What an incredible, perfect series to satirise and shock the nation. Brass Eye relies so frequently on the creativity of Chris Morris. His home run is this, a six-episode and one special late-90s television show that offended many and still does to this day. “While the situation is severe enough to warrant a black and white freeze frame…” Morris says, his tone unmoved and noticeably concerned. What should be immediately clear is that Brass Eye looks to mock the television journalism of the time. An ugly blend of greys and browns, infographics that have dated poorly and nonsensical usage of special effects and computer graphics wherever inappropriate or possible. Pockets of stories that need further detail, but a general public who are there to assimilate the key facts into their system and then simply move on. It’s the perfect antidote to the television of today.
While Brass Eye is clearly offensive, it has a clear reason behind what it says and what it does. It looks to provoke, but it is not meaningless attacks on the audience or you the viewer. “Undoubtedly, outrage will make an intervention”, one interviewee says. That it will. Brass Eye was mired by controversies, so bad that it led to its cancellation after only seven episodes. But that sudden cancellation merely adds to the legacy of the show. It has achieved its goal. Ruffling the feathers of those at the top, and the general public too, it is hard to make an argument for Brass Eye and its survival. It is worth it, though, because the fictional elements blend with the shocking, cutting lines. Each episode serves such an important purpose that is critical of one movement or another. One episode mocks the true-crime reconstruction reporters, while another knocks out the open opinion poll format. The studio audience wants a say in something that neither concerns nor affects them. Live formats are toyed with, the war on drugs assessed. They are criticisms well worth engaging with because the core of Morris’ craft is one of real importance.

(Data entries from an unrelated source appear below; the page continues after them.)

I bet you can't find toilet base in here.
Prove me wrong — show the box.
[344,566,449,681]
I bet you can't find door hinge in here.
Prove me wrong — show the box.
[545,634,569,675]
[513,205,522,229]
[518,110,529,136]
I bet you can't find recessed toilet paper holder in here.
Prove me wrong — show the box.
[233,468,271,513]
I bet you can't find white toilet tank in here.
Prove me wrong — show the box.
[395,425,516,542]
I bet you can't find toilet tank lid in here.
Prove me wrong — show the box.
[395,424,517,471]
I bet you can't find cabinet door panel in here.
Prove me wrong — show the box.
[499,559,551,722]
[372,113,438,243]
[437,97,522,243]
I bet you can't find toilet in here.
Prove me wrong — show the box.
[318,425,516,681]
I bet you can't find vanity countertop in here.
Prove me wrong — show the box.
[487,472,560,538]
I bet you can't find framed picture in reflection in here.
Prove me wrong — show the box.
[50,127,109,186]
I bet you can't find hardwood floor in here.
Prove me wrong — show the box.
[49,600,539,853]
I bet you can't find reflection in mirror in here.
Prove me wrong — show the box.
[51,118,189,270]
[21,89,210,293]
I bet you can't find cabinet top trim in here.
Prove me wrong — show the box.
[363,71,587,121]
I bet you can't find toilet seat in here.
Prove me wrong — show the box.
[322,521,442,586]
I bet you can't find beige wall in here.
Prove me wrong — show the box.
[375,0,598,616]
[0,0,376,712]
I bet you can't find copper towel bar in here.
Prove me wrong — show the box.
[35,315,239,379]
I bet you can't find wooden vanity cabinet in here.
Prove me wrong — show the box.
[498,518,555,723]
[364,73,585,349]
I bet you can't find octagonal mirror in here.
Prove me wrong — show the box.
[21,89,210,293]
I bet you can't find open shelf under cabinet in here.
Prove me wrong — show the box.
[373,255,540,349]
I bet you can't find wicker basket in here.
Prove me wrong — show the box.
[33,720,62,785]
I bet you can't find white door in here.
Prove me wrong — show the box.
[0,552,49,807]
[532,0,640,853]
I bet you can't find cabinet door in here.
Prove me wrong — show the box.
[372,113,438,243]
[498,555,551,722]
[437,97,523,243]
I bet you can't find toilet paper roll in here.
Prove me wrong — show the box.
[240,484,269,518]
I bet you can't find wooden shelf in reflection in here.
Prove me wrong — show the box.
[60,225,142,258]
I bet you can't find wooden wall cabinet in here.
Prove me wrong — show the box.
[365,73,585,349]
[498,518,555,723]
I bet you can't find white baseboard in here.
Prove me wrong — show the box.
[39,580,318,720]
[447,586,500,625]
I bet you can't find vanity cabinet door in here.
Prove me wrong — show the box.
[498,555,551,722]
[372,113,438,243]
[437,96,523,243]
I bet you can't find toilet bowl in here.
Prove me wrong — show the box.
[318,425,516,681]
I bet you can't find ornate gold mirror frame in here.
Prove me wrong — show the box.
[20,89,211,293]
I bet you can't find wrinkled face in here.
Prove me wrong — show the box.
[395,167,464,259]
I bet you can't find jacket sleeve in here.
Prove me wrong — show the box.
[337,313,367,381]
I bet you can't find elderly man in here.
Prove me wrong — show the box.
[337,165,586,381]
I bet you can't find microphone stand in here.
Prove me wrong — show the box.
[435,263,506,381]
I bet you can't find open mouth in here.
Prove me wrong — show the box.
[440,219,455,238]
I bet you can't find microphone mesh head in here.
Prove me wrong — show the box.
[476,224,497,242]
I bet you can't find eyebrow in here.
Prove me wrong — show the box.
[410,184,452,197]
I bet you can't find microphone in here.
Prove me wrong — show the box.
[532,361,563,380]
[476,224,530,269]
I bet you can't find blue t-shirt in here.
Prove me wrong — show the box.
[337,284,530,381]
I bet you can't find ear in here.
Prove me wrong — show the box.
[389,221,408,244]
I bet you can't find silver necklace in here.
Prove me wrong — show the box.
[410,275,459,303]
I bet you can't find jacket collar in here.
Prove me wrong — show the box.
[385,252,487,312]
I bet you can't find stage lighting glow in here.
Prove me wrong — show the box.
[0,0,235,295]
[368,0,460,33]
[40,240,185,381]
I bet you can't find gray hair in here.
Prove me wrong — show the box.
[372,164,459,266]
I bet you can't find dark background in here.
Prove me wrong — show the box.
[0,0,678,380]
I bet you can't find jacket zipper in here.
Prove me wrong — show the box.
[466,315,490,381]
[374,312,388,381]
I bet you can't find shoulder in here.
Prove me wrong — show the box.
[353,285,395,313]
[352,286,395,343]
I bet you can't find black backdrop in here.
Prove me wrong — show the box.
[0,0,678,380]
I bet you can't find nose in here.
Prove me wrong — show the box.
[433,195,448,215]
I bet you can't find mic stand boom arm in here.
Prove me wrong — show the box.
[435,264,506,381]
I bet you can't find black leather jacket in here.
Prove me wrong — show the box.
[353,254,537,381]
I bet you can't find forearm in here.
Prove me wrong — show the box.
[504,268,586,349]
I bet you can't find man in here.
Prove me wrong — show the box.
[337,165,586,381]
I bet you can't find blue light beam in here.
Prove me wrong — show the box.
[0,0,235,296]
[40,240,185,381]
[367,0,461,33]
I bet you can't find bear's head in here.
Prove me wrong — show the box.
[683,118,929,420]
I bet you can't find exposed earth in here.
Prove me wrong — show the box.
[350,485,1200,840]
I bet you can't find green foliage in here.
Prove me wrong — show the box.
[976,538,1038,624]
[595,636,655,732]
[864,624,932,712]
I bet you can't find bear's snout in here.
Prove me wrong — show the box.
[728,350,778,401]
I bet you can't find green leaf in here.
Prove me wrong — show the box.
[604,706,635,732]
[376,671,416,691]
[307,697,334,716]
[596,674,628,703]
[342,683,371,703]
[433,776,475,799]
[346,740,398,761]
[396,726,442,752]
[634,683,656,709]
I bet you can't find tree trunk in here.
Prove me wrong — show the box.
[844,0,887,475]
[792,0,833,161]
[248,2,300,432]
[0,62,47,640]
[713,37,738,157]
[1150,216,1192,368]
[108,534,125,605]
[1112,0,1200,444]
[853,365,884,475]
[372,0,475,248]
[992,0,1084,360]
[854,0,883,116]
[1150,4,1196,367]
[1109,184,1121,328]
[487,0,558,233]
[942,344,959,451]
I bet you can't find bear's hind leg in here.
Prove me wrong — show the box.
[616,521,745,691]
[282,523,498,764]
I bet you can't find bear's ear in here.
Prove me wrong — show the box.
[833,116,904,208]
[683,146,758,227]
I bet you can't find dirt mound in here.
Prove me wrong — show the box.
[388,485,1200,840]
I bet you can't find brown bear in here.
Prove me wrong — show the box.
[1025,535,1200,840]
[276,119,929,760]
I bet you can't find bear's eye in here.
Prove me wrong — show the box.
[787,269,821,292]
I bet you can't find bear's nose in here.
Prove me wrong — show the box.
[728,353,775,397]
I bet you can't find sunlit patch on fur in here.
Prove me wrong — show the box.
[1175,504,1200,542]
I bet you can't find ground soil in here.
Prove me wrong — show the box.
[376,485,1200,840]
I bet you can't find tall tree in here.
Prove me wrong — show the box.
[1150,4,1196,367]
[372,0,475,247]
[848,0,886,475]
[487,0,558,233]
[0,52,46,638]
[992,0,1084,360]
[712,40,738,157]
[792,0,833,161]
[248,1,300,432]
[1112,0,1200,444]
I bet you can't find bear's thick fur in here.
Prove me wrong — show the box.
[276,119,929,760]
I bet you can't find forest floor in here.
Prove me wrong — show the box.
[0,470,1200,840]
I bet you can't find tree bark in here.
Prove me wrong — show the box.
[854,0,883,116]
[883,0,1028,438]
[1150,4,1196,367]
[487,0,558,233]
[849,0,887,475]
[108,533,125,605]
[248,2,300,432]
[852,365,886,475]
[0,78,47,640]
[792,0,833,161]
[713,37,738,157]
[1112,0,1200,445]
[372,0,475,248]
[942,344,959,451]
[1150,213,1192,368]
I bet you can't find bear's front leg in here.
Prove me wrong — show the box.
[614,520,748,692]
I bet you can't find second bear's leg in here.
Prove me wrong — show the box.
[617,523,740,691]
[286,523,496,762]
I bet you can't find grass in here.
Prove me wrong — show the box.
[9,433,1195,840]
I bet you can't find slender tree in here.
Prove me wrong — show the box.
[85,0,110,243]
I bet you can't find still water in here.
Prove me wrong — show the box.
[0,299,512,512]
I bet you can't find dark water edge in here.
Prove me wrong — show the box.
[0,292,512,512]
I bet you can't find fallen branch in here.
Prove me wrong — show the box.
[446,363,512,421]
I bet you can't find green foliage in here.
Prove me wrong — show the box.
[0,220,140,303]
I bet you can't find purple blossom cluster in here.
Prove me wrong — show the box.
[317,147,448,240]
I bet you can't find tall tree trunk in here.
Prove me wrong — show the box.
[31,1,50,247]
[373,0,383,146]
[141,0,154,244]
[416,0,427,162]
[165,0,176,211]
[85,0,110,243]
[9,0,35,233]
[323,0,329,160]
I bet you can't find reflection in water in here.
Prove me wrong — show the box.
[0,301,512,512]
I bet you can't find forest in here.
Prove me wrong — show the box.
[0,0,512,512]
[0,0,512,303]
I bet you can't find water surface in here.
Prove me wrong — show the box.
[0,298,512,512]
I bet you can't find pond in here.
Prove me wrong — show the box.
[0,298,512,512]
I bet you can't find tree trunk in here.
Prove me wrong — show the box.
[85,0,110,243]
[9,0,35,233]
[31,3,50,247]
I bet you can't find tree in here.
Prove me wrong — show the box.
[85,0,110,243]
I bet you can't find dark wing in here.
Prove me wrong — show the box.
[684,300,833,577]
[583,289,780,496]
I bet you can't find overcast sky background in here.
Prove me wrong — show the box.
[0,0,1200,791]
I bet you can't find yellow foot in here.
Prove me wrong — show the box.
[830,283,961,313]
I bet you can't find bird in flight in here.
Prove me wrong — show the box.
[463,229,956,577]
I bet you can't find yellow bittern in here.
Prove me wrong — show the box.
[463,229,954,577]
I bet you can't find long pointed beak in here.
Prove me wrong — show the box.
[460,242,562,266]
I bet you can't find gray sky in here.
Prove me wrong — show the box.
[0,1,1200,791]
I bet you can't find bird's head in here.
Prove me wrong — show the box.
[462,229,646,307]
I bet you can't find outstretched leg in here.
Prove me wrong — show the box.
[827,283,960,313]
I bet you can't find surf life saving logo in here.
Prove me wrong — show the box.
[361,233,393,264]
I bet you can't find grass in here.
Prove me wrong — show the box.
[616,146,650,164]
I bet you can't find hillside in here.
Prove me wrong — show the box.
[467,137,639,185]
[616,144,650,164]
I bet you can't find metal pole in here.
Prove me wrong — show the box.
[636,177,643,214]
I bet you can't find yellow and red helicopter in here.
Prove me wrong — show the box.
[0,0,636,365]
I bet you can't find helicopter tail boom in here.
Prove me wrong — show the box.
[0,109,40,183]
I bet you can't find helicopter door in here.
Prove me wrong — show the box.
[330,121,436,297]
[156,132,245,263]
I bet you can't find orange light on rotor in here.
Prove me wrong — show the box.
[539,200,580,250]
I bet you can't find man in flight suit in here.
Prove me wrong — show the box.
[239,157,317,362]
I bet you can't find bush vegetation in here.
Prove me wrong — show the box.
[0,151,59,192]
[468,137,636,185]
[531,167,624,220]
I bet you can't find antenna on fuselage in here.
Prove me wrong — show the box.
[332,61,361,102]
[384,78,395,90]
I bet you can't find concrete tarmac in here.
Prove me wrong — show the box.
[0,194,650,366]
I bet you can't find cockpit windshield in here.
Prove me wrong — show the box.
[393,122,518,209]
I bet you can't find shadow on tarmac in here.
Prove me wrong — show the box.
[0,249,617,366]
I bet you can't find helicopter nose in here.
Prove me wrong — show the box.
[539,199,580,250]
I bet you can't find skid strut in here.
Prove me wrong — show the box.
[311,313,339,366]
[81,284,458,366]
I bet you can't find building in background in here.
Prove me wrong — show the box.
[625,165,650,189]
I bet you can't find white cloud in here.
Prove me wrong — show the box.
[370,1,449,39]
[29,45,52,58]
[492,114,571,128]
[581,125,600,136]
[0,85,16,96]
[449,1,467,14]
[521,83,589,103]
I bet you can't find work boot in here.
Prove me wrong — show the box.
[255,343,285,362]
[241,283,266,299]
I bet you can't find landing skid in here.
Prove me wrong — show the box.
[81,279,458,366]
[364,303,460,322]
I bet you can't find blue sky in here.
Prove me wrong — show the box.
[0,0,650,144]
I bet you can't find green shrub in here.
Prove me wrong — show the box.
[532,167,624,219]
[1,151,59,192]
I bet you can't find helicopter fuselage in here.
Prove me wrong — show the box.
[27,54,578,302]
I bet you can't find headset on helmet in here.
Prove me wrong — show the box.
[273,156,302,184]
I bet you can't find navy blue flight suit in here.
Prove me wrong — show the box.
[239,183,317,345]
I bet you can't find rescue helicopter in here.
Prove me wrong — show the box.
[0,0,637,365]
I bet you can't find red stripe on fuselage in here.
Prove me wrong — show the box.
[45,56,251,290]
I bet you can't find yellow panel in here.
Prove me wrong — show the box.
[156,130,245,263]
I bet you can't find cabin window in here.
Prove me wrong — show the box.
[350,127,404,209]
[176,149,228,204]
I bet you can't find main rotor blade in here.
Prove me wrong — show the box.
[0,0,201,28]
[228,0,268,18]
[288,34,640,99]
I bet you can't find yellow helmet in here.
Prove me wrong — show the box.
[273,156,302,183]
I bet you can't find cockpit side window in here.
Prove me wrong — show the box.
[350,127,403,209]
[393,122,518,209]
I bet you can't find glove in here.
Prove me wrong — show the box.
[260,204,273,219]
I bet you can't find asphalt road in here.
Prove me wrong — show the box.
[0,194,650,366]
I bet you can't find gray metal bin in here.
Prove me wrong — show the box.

His various news presenter and journalist characters dismantle stories that are thickly veiled attacks on shoddy governments, poor quality journalism and tabloid pressures. It is the work Sacha Baron Cohen would create with Ali G and Borat years later, but without Morris’ unique wit and abilities as a social commentator. He manages to critique the world around him without engaging with real case studies. Take his mentioning of the fictional drug, “Cake”, which is eventually assimilated into the real world by members of parliament looking to champion a general cause without actually looking into the details. It is the fiction bleeding into reality, rather than the reality into the fiction.
Satire is dead, and Brass Eye most likely killed it by reaching for the stars and staying up there for long enough. It has set the bar so high that no television show or film to follow it can best it. A perfect pocket of short, sweet episodes that bring about such a crashing series of brilliant points on how television journalism works and how it is kindled by audience and reception. It is not just Britain in the firing line, but America too. The guffawing, white-teethed American journalist talks to priests assimilating weaponry into their sermons, it is fleeting but brilliant. Much of the work in Brass Eye is. He tackles Jerry Springer, gun crime and the religious right of America in a two-minute segment that does more than any other modern satire. Brass Eye has the brass needed to rattle the cage of those at the top, but it is those in power they must stay on the side of. Morris has no intention of doing so and crashes through convention with obliterating, hilarious results.